Tel qu’il a été mentionné, le Chili est le plus important producteur de cuivre au niveau mondial, et le second plus important producteur de lithium. Ces deux métaux sont considérés critiques pour la transition énergétique.

Il n’est peut-être pas surprenant que l’industrie minière ait adopté cette vision de la transition énergétique, promouvant ainsi une solution minière à la crise environnementale. Au chili, en Amérique Latine et au Canada, les communautés sentent déjà la pression des compagnies minières, avec des discours tels que « Si vous voulez sauver la planète et le futur de vos petits-enfants, vous devez nous permettre de produire x, y, z. »

Par conséquent, il est urgent et important que les organisations et les communautés des pays producteurs aient l’opportunité de s’opposer à ces discours. Vous trouverez ici quelques sections de la déclaration :

 Nous reconnaissons… que la croissance économique de Nord et des puissances émergentes se cache derrière le discours de la « transition énergétique », qui augmente exponentiellement les zones de sacrifice pour assurer l’approvisionnement en minéraux pour les technologies dites « vertes », au prix de l’exploitation de nos territoires et de la précarisation de leurs habitants, le tout aggravant la crise écologique.

Qu’à la résistance historique et flagrante de nos communautés urbaines et rurales du Sud à la crise climatique, s’ajoute aujourd’hui la panique qui s’est installée dans le Nord. La panique ne peut pas nous imposer de fausses solutions ni reproduire l’activité extractiviste.

 Que la crise climatique, en tant qu’élément d’une crise écologique, est une condition du modèle capitaliste du développement mondial, qui exige de multiples actions communes des peuples du monde.

Nous dénonçons… toutes tentatives des compagnies minières pour profiter de la crise climatique avec des duperies telles que : les résidus inclusifs, l’adoption de responsabilités environnementales, l’exploitation minière responsable, l’exploitation minière verte, l’exploitation minière durable, l’exploitation minière écologique, l’exploitation minière propre, l’exploitation minière intelligente du point de vue climatique, les mécanismes de compensation des dommages sociaux et environnementaux, l’économie verte et tout autre concept qui viserait à laver son image ou à rester impuni.
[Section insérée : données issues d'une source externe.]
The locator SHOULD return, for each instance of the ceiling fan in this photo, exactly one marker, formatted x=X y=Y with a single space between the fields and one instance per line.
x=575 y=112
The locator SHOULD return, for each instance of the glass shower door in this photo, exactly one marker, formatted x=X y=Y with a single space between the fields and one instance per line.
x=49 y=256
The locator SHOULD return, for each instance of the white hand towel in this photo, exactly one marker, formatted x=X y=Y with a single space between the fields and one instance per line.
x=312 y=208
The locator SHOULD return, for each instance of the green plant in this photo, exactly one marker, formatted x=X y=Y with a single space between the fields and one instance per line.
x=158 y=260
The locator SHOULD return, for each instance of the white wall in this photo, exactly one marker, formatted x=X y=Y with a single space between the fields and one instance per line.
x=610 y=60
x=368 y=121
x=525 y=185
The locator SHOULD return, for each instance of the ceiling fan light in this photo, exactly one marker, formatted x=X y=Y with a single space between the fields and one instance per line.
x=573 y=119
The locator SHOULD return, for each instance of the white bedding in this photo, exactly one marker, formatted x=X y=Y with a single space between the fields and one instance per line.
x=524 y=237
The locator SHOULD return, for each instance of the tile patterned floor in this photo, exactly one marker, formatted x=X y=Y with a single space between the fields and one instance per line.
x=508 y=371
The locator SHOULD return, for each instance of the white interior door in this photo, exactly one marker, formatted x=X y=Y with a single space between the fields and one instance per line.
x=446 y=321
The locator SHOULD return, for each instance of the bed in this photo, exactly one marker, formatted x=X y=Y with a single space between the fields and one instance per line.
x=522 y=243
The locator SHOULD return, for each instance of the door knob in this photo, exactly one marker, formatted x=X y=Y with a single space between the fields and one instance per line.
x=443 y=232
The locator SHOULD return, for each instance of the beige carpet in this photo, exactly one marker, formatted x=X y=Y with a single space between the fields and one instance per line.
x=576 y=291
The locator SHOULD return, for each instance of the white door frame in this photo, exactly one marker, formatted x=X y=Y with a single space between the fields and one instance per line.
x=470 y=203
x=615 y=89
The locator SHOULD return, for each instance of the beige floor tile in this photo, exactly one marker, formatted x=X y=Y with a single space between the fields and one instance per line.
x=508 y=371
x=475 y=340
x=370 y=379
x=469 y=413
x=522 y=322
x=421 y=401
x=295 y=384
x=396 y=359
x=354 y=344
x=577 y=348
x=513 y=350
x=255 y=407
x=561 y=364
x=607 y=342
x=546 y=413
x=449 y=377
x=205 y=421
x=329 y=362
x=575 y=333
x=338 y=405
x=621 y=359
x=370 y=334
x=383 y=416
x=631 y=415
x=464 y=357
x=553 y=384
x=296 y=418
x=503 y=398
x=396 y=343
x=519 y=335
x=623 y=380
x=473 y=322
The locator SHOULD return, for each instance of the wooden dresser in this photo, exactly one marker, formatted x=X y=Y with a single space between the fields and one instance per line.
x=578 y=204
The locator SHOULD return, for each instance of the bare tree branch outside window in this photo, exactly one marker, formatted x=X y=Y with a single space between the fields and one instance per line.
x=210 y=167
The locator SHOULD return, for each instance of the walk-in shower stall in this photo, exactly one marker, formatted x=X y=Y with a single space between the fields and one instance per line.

 Qu’à ce jour les COPs n’ont pas contribué à résoudre les problèmes d’injustice et d’inégalité climatiques causés par l’extractivisme prédateur, concentrant les décisions dans l’ombre des intérêts commerciaux responsables de la crise climatique actuelle.

 Nous lutterons… Pour défendre l’eau sous toutes ses formes comme source de vie et pour créer, célébrer et renforcer les territoires libres d’exploitation minières.

 Malgré la poursuite des manifestations au Chili et le fait que la COP25 ait été transférée en Espagne, Sebastian Piñera demeure président du conseil due la COP25. À ce jour, il n’a pas commenté par rapport à la répression brutale utilisée par les militaires chiliens contre le peuple, lesquels réclament, entre autre, un agenda pour affronter l’urgence climatique. Il ne devrait donc pas rester en charge de ce mandat pour la COP25. Une déclaration récente de la Unidad Social Chilena (l’Unité sociale chilienne) a exigé sa démission du poste en Espagne.

 Les compagnies minières comme Teck ont des objectifs de durabilité directement liés à la réduction des émissions de carbone pour affronter les changements climatiques. Cependant il est important de se demander, tel que l’ont fait nos camarades chiliens : comment Teck pourra-t-elle combattre les changements climatiques si elle-même contribue à la crise économique ? Ses mines au Chili, et particulièrement sont projet de mine pétrolière Frontier, en disent plus que n’importe quelle déclaration de développement durable.